Wednesday, 4 November 2015
MOZAMBIQUE: Beer That Killed 75 In Mozambique Brewed With Toxic Flour
A bottle of ‘Impala’, the world’s first commercial beer made of 70 per cent of cassava, at a SABMiller subsidiary Cervejas de Mocambique's tasting bar, in Maputo. In Mozambique's bars and street stalls, the tipple of choice nowadays is a cold "Impala" -- a beer made from cassava rather than barley that is fast capturing a valuable slice of the African market.
A homemade beer that killed 75 drinkers at a funeral in Mozambique earlier this year was brewed with contaminated flour, health authorities said Wednesday, ruling out deliberate poisoning.
Hundreds of people drank the beer, with dozens found dead in their homes later in the day and others rushed to a local hospital with diarrhoea and severe muscle aches.
A total of 232 people were affected, and 75 died in the incident in the village of Chitima in the northwest of Mozambique.
"The victims were poisoned by the homemade beer which had been contaminated by a toxic bacteria found in the corn flour used to brew it," Ilesh Jani, director of Mozambique's Health Institute, told reporters.

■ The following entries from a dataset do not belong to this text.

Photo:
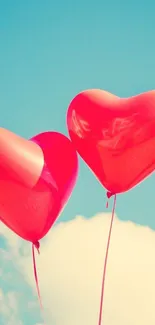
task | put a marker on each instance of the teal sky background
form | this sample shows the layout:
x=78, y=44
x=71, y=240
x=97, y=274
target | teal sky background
x=50, y=51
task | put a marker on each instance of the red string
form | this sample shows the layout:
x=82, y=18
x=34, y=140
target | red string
x=105, y=261
x=37, y=246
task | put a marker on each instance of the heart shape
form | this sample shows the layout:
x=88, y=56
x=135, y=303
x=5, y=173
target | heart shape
x=37, y=177
x=114, y=136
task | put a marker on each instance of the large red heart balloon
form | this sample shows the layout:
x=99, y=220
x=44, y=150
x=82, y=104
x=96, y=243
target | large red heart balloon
x=115, y=136
x=37, y=177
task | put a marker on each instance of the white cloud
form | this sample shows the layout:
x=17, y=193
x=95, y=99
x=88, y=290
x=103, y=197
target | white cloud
x=70, y=270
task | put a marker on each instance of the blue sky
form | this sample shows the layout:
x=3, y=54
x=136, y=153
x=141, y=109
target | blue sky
x=50, y=51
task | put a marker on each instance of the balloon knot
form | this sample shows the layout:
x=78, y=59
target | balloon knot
x=110, y=194
x=37, y=246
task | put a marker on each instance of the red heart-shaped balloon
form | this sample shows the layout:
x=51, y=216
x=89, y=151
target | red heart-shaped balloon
x=36, y=181
x=115, y=136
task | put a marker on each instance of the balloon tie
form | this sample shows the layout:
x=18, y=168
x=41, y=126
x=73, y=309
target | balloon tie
x=109, y=195
x=105, y=262
x=37, y=246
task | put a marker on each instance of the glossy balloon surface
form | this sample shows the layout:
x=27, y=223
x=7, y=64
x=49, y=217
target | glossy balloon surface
x=115, y=136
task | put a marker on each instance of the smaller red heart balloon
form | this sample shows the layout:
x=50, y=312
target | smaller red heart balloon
x=114, y=136
x=37, y=177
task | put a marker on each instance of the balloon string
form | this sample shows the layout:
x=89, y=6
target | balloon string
x=105, y=263
x=35, y=273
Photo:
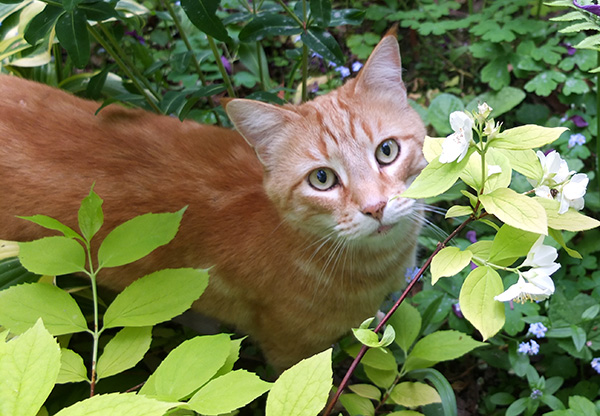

The woman who brewed the opaque beer and several members of her family were among the dead.
Some local media had initially speculated that the beer was laced with crocodile bile, a powerful toxin.
But tests conducted in the United States identified burkholderia gladioli, a bacteria found in the flour as the source of the poisoning.
Cases of similar poisoning from the same potent bacteria have in the past been reported in Indonesia and China, according to Jani.